CASE, the Coalition Against SLAPPs in Europe, named judge Ivan Markovic, the president of the Zadar County Court in Croatia, as Europe’s biggest judicial SLAPP offender on Tuesday at a ceremony in the Bulgarian capital Sofia, Bulgaria,.
Strategic Lawsuits Against Public Participation, SLAPPs, are lawsuits used as a tool to silence journalists, activists and civil society groups through costly and time-consuming legal battles, overwhelming them with legal costs.
Markovic received the “title” for over 20 lawsuits he filed against journalists and media outlets. He filed up to 16 against Hanza Media alone, and several more against individual journalists who reported critically on his decision to release from pre-trial custody several suspects who were accused of rape, sexual abuse and filming a 15-year-old girl, according to a press release from the Croatian Journalists’ Association, HND
“Judge Ivan Markovic is one of the clearest examples of how journalists and the media in Croatia are targeted by SLAPP lawsuits,” said Hrvoje Zovko, president of the HND, at the ceremony in Sofia.
He noted that this is the third time in five years that the “SLAPP champion” has come from Croatia, “which says a lot”.
In 2021, the same “award” was given to Croatian Radio and Television, HRT, which, under then-director Kazimir Bacic, filed a series of lawsuits against journalists and its own employees.
Two years later, in 2023, the award went to the then-president of the Osijek County Court, Zvonko Vrban, for filing a series of lawsuits against the Telegram website, its journalist Drago Hedl and editor-in-chief Jelena Pavic Valentic.
Ivica Nevescanin, a journalist with the newspaper Slobodna Dalmacija, who participated in Tuesday’s award ceremony via video, said that, as a Croatian journalist, he is “extremely proud of the fact that in the last five years Croatia has had three winners in the tough competition of European SLAPPers”.
“In this case, it is a judge, a person who should fight against such practices, who should advocate for a fair trial and justice for all,” Croatian journalist Maja Sever, president of the European Federation of Journalists, told BIRN.

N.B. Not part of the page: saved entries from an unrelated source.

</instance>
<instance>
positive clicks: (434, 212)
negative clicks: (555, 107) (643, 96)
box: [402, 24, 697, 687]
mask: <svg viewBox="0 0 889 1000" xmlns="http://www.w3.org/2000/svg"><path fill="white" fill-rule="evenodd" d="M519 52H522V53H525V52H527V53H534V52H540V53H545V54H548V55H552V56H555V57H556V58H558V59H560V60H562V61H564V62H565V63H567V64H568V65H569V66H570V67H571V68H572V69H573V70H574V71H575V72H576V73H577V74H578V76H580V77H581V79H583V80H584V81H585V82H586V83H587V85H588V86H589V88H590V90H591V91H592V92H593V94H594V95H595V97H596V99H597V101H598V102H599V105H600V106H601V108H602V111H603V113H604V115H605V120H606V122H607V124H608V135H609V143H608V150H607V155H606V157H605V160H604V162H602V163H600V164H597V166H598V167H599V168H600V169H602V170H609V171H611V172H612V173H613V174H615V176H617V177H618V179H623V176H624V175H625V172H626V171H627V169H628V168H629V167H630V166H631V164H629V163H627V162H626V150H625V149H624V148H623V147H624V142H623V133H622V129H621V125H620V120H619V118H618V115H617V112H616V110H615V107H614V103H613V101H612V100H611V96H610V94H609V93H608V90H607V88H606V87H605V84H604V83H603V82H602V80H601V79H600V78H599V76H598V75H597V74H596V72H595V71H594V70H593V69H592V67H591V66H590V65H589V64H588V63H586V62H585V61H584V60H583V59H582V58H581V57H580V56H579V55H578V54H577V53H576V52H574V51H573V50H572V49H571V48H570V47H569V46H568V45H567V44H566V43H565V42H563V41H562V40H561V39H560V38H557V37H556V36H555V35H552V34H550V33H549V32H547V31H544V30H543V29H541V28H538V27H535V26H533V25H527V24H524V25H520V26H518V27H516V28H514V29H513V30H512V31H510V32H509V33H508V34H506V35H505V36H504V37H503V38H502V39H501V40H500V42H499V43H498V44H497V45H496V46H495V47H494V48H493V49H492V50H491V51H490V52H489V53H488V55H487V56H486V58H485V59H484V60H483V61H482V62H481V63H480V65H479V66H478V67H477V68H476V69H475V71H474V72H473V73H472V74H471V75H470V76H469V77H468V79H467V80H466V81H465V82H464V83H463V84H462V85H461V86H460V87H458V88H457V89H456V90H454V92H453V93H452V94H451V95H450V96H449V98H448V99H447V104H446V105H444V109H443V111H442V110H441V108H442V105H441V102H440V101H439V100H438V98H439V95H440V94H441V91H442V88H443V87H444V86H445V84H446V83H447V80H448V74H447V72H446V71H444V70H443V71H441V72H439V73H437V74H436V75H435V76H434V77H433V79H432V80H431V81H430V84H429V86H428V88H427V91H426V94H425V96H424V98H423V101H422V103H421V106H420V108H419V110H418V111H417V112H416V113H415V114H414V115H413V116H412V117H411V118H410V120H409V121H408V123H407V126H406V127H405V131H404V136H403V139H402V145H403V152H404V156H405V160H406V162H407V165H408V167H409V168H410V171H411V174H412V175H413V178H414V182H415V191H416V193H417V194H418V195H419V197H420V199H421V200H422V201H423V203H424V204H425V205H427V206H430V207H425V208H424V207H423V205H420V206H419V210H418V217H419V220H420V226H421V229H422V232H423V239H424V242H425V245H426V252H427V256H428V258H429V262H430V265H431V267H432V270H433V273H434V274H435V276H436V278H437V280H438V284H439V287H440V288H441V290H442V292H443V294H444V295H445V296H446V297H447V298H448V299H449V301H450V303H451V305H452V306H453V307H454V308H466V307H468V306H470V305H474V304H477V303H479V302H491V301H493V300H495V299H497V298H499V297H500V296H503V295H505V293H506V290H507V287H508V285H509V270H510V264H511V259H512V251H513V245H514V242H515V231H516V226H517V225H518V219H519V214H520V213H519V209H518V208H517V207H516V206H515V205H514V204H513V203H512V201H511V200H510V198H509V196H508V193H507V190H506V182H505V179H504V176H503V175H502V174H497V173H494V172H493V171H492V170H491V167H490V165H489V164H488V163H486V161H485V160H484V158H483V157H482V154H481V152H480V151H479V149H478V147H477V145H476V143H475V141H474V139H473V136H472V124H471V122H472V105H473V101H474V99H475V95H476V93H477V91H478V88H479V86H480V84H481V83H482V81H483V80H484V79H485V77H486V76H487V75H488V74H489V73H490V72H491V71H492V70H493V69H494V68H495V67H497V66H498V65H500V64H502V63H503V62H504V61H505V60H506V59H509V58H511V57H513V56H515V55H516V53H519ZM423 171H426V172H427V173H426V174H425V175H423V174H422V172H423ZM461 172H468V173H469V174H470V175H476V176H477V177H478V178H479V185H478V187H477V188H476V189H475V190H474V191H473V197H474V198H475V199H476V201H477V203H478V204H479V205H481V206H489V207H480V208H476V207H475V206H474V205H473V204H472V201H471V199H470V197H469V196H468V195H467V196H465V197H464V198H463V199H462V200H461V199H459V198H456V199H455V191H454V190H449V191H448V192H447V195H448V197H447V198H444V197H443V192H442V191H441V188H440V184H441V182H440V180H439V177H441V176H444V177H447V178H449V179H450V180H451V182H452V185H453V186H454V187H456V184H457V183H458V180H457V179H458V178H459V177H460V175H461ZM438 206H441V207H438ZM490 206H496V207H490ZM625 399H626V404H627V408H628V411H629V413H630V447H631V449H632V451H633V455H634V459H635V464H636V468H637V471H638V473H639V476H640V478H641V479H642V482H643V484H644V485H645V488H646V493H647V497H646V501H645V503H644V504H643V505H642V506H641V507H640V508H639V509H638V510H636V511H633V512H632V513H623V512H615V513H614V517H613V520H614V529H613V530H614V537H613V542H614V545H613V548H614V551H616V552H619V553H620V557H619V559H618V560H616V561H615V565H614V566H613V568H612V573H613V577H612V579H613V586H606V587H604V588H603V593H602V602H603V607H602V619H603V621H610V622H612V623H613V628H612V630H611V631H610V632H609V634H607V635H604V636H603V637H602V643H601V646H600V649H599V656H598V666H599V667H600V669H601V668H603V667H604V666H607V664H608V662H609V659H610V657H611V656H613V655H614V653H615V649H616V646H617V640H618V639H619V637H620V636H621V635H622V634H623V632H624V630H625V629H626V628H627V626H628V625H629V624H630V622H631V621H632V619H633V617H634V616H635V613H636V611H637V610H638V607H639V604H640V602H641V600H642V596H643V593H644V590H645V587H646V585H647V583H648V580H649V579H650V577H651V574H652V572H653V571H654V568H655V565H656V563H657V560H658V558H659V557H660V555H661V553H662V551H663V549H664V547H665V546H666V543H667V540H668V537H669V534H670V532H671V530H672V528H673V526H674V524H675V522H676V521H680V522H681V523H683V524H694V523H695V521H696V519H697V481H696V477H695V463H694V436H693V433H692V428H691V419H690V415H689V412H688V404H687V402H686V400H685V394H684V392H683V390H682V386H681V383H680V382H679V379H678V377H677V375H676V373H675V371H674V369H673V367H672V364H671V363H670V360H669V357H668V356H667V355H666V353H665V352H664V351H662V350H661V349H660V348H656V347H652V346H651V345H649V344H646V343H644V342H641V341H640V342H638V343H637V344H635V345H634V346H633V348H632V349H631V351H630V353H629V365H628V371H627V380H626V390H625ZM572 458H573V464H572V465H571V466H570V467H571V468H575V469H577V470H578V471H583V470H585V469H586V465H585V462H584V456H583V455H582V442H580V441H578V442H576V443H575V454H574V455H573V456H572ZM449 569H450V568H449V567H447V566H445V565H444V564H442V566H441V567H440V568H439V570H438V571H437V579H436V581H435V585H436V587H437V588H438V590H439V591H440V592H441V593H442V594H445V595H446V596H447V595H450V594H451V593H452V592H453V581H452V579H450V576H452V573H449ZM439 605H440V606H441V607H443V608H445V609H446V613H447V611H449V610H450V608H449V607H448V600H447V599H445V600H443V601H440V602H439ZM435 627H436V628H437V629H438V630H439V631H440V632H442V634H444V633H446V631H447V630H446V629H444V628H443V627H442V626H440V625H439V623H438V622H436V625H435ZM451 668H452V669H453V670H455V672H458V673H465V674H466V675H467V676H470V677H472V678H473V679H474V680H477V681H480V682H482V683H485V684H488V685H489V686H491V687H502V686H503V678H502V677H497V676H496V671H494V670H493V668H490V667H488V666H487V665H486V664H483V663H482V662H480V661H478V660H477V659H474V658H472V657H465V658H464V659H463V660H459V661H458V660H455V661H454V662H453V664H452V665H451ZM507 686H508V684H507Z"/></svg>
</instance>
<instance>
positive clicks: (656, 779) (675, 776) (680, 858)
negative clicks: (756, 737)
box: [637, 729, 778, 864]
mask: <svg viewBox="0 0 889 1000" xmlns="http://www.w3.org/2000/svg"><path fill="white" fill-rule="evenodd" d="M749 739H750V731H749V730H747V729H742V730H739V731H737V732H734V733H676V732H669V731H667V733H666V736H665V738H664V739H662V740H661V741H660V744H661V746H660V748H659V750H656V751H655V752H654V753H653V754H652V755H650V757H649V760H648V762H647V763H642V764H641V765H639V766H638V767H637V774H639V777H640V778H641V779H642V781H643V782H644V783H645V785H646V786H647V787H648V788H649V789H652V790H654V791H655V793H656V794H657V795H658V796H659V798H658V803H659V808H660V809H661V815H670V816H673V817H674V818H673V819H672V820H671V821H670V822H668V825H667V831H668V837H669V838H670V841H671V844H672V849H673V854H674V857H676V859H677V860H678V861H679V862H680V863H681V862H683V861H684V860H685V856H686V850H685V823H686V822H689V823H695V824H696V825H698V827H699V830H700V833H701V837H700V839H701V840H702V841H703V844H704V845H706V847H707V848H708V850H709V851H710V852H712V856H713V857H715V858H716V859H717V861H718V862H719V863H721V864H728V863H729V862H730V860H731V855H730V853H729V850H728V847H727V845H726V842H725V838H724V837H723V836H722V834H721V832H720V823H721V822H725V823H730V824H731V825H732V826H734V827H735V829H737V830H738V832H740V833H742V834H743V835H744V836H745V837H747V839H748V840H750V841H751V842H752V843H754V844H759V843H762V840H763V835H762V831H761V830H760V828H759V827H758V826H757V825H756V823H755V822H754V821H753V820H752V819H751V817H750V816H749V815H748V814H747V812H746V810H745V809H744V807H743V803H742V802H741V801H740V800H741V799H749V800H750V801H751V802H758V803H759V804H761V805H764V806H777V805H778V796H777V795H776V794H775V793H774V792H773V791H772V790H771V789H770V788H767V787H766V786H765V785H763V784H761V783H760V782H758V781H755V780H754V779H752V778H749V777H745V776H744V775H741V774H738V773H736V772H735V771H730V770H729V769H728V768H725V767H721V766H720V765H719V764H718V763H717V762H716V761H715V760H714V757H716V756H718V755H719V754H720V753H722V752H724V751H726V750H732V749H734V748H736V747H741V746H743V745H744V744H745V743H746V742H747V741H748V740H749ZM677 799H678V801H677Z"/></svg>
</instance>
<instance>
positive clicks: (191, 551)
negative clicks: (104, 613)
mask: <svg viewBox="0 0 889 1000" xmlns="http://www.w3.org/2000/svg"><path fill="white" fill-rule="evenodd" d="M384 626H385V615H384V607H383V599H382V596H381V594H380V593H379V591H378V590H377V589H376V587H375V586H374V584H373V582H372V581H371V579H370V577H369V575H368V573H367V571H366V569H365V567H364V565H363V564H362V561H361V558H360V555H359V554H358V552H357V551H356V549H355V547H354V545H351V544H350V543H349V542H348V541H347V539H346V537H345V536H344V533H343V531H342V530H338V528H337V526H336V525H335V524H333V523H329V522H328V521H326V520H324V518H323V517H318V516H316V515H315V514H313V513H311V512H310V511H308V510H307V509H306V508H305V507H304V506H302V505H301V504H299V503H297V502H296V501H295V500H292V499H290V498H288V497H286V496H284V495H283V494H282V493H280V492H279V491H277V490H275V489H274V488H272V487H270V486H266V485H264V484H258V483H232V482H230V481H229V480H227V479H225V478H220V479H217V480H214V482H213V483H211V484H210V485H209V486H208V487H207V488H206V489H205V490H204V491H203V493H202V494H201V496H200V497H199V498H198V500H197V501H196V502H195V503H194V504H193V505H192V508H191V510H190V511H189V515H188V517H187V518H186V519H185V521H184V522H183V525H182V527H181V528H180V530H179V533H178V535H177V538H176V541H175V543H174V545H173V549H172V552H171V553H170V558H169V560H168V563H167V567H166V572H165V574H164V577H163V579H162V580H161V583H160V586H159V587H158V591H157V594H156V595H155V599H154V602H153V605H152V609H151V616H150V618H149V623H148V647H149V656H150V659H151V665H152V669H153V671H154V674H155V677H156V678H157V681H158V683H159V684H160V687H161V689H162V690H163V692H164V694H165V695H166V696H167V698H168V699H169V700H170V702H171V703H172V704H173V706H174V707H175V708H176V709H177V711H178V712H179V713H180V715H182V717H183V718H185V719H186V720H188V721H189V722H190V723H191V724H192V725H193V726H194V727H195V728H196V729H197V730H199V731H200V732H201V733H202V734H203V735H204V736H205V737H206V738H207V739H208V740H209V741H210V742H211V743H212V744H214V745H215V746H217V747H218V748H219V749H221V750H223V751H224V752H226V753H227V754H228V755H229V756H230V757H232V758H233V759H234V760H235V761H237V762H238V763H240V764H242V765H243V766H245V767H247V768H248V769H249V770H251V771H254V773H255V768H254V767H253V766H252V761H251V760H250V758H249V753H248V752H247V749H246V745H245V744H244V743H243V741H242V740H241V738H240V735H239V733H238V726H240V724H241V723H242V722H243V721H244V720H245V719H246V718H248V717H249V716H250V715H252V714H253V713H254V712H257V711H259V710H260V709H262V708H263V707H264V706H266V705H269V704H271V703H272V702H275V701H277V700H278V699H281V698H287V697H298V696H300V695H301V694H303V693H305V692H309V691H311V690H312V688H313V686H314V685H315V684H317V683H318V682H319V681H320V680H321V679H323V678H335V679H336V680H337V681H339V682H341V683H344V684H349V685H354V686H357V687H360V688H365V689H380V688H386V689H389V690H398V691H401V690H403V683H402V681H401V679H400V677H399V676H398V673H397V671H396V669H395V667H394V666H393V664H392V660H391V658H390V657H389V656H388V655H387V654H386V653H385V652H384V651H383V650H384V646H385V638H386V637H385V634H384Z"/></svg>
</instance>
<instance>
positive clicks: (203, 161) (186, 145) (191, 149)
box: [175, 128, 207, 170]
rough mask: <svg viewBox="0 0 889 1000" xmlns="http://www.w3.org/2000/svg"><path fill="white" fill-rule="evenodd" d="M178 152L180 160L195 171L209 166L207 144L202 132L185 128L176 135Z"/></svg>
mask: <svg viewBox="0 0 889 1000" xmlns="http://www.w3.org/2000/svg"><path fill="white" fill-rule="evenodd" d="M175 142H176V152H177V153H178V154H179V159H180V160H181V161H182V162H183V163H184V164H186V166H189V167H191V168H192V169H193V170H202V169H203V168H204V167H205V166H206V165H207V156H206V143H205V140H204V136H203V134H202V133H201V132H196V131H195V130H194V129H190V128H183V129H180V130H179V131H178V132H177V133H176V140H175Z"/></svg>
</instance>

BIRN attempted to contact Judge Markovic for comment but his office said he was unable to respond immediately.
He has previously said he was not legally permitted to comment on the court decision in the sexual violence case because the investigation was confidential due to the involvement of a minor. “I cannot reveal anything to you because I would have to tell you the reasoning, which is secret. The investigation is secret by law, not by my decision,” he told a reporter from Index.hr.